Benevolent Asylum – Lily Hibberd

Benevolent Asylum is an installation, performance and community discussion ground. The project at the Fremantle Arts Centre last year, was prompted by the discovery of the razed site of The Melbourne Benevolent Asylum, once the most prominent building in North Melbourne, where Hibberd lived for 11 years. Established in 1851, the Asylum was abandoned in 1900 and finally demolished in 1912.

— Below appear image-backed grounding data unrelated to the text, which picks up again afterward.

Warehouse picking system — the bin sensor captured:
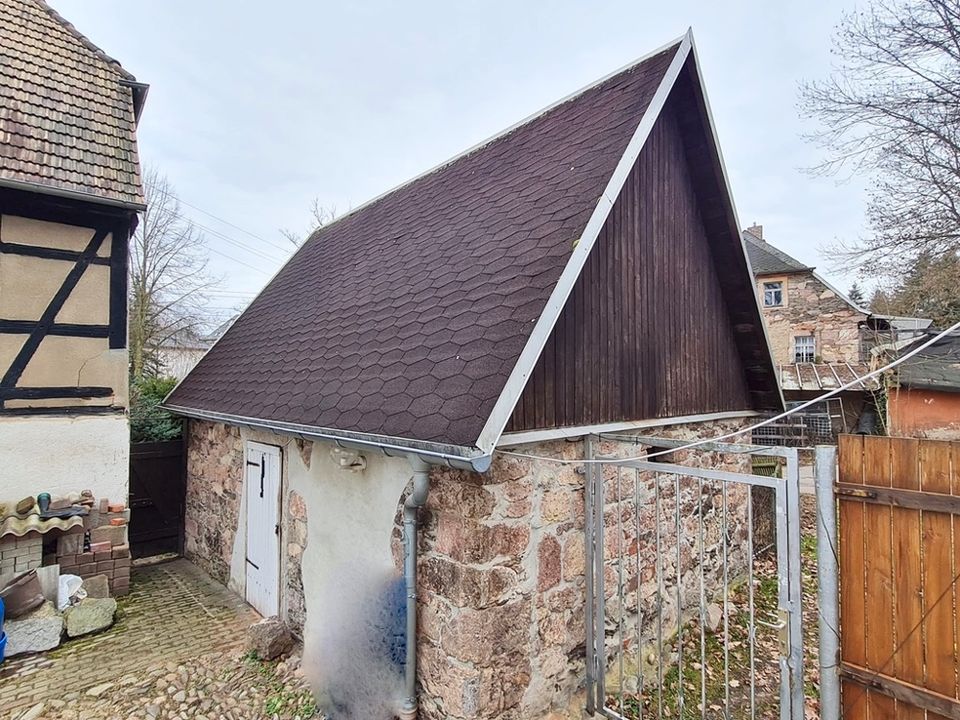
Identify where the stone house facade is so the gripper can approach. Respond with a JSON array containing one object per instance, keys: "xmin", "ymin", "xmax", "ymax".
[
  {"xmin": 185, "ymin": 416, "xmax": 750, "ymax": 720},
  {"xmin": 743, "ymin": 226, "xmax": 870, "ymax": 366},
  {"xmin": 165, "ymin": 34, "xmax": 783, "ymax": 720}
]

Hibberd writes ‘The exhibition at Fremantle Arts Centre was the result of an encounter with the Melbourne Benevolent Asylum, which sparked an examination of asylum institutions as an archetype of care and confinement in Australia. Benevolent Asylum has evolved over three years, with research across Australia and Europe, to look at the origins of institutional confinement and birth of the circumstance in which state care and incarceration are inseparable.This work has revealed that originary models still profoundly influence Australia’s chief institutions of confinement and punitive detention. In Fremantle, for instance, convict labour transported to Tasmania from London’s Millbank and Pentonville prisons brought with it the Solitary System and a penology of relentless isolation and labour. Replicated across the colony in the mid-19th century, Model Prisons were established at Fremantle, Port Arthur, Adelaide Gaol and at Pentridge in Melbourne. Inmates in this system spent 12 hours labour and 23 hours a day in 2 x 3 metre cells.’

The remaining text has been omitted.